Por leonardo.rocha

Bélgica - A Justiça da Bélgica abre nesta segunda-feira o primeiro julgamento de um grupo acusado de doutrinar jovens e recrutá-los para participar da guerra na Síria.

A lista de acusados no que está sendo chamado de "o megaprocesso do jihad" inclui 46 nomes, entre eles Brian de Mulder, o jovem belga de origem brasileira que desde janeiro de 2013 engrossa as filas do autodenominado "Estado Islâmico" na Síria.

Jejoen Bontinck%2C membro do Sharia4Belgium e um dos acusados%2C chega a tribunal na AntuérpiaReuters


No entanto, só oito dos acusados estão presentes. Os demais continuam na Síria ou faleceram. "Este é o maior processo por terrorismo já realizado na Bélgica", disse Veerle De Vries, porta-voz da polícia de Antuérpia, segunda maior cidade do país, onde acontece o julgamento.

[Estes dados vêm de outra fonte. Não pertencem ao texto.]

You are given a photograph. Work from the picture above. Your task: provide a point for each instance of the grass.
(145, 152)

O ponto comum entre os acusados é a organização extremista Sharia4Belgium, que prega a instauração da lei islâmica no país europeu e é considerada pelas autoridades locais como principal fileira de recrutamento de combatentes belgas para a Síria.

Foi depois de começar a freqüentar as reuniões do grupo, em 2010, que De Mulder se converteu ao islã e se radicalizou rapidamente, afirmou sua mãe, Rosana Rodrigues, em entrevista concedida à BBC Brasil em julho de 2013.

Doutrinamento

As autoridades belgas começaram a investigar a implicação de Sharia4Belgium no conflito sírio em fevereiro de 2012, após alertas de pais sobre diversos jovens que deixaram o país para se envolver no combate.

Desde então, o número de belgas que integram grupos extremistas como a Frente Al Nusra ou o autodenominado "Estado Islâmico na Síria ou no Iraque" passou de 80 para 400. O número de europeus no conflito chegou a 3 mil, contra apenas 500 há um ano, segundo a União Europeia.

As autoridades da Antuérpia acreditam possuir elementos suficientes para classificar o Sharia4Belgium como grupo terrorista e condenar seus membros por diversos crimes.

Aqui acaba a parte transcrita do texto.